Yerel Mahkemenin son uygulaması yeni hüküm niteliğinde bulunduğundan, dosyanın temyiz incelemesi yapılmak üzere Yargıtay 11. Ceza Dairesine gönderilmesine karar verilmelidir.
Çoğunluk görüşüne katılmayan kurul üyelerinden 11. Ceza Dairesi Başkanı .. ..... ile Daire üyelerinden . ...... ile . ......; 'Dairemiz ile yerel mahkeme arasındaki uyuşmazlık suçun sabit olup olmadığına ilişkindir. Sanığın mahkûmiyetine ilişkin mahkeme kararı, cezalandırılmasına yeterli ve kesin kanıt bulunmadığı gerekçesiyle Dairemizce bozulmuş, mahkeme önceki hükümde direnirken 01.06.2005 tarihinde yürürlüğe giren 5237 sayılı Yasayı gözeterek uygulama yapmıştır.

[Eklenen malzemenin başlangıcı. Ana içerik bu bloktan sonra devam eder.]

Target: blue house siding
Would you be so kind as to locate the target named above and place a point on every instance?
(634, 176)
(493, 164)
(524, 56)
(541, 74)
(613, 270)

Bir davada sonuca ulaşmak için, ortaya çıkan sorunların sırasıyla çözülmesi gerekmektedir. Direnmeye konu olan dosyada öncelikle çözülmesi gereken uyuşmazlık sübut sorunudur. Yerel mahkemece eylemli uyma niteliğinde yeni bir gerekçe gösterilmemiştir. Cezanın tayininde 765 sayılı Yasa ile 5237 sayılı Yasadan, 5237 sayılı Ceza Yasasının lehe olduğu kabulü ile uygulama yapılmıştır. Bu uygulama; yasa değişikliğinin zorunlu sonucu olup uyuşmazlığın sübuta ilişkin olması nedeniyle ikinci aşamada incelenmesi gereken bir husustur. Sübut sorunu çözülmeden, suç tarihinde yürürlükte olan yasanın mı, yoksa sonradan yürürlüğe giren yasanın mı uygulanması gerektiğinin tartışılmasına da yer ve olanak bulunmamaktadır.
Özel Dairenin görüşü belli olup suçun sabit olmadığı yönündedir. 'Kesin kanıt olmadığından sanığın beraati gerekir.' görüşünde olan Yargıtay Özel Dairesinin, sübuta ilişkin uyuşmazlık çözülmeden ceza uygulanmasına dair hüküm fıkrasının denetlemesi, cezanın tayininde hata olduğundan bahisle bozma yapması düşünülemez.
Ayrıca cezanın tayini usule ilişkin olup esastan önce incelenmesi gereken hususlardan değildir. Aksine, suçun sabit olması halinde incelenmesi gerekir. Bu nedenle öncelikle cezanın tayinine ilişin hüküm fıkrasının Özel Dairece incelenmesi gerektiği görüşüne katılmak olanaksızdır.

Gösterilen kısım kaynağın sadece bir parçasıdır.